De cada diez parejas que se casan, tres se divorcian y un porcentaje muy alto de las que se separan lo hacen en los primeros tres años, incluso muchas de ellas ya tienen un niño pequeño.

Estas cifras inquietan, pues la separación, a pesar de ser una opción legítima, constituye un evento de gran impacto en la vida de la mayoría de las parejas que se ven abocadas a esta decisión. Es una situación compleja que tiene efectos legales, económicos, sociales, familiares y, sobre todo, emocionales.

Aunque en general el hecho no se toma como un inconveniente menor, hoy parece haber muchas razones, además de las tradicionales, como la infidelidad y las dificultades sexuales, que llevan a que las parejas se separen cada vez más temprano.

Por un lado, hombres y mujeres tienen unas altas expectativas acerca de lo que significa compartir la vida con alguien, basados, en muchos casos, en una idea de bienestar personal que con frecuencia choca con algunas dificultades propias de la convivencia.

De otra parte, el deseo de hacer que coincidan los proyectos de unos y otros, la autonomía para tomar sus propias decisiones –que incluye también el manejo del dinero y el tiempo libre– y el uso de la tecnología en la que cada vez más las personas están inmersas lleva a que rápidamente uno o los dos miembros de la pareja llegue a la conclusión de que la persona con la que se casó no es la indicada. >
(Artículo  publicado por el diario el Tiempo y escrito por  María Helena López; psicóloga familiar)

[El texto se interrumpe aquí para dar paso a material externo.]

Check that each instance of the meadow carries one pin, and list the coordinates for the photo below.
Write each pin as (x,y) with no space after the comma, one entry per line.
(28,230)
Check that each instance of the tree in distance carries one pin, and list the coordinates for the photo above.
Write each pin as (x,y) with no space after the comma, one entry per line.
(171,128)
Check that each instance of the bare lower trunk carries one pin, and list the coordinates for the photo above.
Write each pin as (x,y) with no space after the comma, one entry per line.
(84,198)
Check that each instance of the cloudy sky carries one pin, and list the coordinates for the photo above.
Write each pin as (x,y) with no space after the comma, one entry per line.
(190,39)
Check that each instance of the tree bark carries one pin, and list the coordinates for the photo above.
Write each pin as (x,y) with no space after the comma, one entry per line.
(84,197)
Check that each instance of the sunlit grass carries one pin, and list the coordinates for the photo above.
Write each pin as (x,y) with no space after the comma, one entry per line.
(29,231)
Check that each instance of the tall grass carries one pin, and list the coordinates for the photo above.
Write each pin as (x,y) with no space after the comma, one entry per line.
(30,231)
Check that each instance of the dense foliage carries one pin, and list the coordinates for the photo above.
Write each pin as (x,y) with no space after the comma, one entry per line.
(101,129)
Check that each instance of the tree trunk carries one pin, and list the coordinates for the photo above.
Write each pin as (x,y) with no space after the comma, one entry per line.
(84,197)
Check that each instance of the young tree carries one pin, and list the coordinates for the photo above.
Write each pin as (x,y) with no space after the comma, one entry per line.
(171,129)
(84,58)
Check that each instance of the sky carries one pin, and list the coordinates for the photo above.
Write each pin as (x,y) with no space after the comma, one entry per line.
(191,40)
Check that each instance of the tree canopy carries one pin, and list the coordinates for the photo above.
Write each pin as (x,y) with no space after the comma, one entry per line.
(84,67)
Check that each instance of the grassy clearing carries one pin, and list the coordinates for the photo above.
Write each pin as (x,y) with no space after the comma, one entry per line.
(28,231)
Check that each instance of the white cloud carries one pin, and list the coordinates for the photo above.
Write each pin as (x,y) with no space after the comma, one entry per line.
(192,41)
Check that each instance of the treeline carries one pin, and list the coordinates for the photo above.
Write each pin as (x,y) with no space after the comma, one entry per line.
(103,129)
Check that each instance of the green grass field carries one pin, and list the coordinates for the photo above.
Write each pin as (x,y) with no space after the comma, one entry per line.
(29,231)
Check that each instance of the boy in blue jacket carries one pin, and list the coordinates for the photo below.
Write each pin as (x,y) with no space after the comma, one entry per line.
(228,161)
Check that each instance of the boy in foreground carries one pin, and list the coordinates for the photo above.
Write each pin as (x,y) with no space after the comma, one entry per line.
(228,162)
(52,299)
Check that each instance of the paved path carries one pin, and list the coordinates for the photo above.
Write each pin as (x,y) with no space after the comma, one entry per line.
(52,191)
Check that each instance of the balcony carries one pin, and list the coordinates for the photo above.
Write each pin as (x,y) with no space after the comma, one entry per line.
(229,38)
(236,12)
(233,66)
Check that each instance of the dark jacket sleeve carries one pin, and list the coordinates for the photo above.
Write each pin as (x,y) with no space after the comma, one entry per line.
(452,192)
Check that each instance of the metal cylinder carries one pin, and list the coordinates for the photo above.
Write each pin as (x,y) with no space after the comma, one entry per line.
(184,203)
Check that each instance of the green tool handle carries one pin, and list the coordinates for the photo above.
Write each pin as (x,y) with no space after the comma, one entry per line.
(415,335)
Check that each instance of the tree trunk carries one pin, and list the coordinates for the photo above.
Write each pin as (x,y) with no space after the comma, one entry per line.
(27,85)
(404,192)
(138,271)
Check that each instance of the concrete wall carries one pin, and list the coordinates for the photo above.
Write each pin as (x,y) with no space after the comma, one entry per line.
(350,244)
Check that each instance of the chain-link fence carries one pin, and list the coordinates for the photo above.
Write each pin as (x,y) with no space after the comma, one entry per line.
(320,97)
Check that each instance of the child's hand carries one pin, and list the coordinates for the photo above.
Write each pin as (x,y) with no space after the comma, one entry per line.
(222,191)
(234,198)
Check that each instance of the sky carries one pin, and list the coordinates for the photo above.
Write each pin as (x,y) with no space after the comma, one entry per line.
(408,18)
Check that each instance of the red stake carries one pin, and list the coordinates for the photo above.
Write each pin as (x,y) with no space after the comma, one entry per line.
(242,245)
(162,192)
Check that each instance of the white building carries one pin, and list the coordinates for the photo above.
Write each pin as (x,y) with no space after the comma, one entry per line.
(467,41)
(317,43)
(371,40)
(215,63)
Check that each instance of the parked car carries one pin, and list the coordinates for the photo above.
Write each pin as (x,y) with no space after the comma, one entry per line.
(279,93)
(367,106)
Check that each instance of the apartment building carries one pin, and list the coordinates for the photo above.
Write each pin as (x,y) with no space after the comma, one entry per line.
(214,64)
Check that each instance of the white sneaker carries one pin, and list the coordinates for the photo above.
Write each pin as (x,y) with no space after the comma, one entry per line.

Este artículo publicado en un medio de amplia circulación en Colombia, deja ver el estado lamentable con el que la Familia y el matrimonio son diagnosticados en un entorno secular.

Los esposos cristianos deben procurar reflejar la relación de Cristo con su iglesia y una manera de hacerlo, es mantener una manera de vivir que glorifique al Señor, de acuerdo con el modelo de las Escrituras, donde hombres y mujeres asumen gozosa y responsablemente su rol.

Algunos hermanos que padecen porque su conyugue no es creyente, deben afrontar tal situación como una buena oportunidad para ganarlos por causa de un testimonio que sea consecuente con el mensaje del evangelio.

Siempre que hay problemas de incompatibilidad, la salida que el mundo propone es el divorcio. Pero Dios, el cual instituyó el matrimonio, también dejó las directrices para que este funcione de manera correcta, aun cuando por causa del pecado las cosas no marchen de manera ideal.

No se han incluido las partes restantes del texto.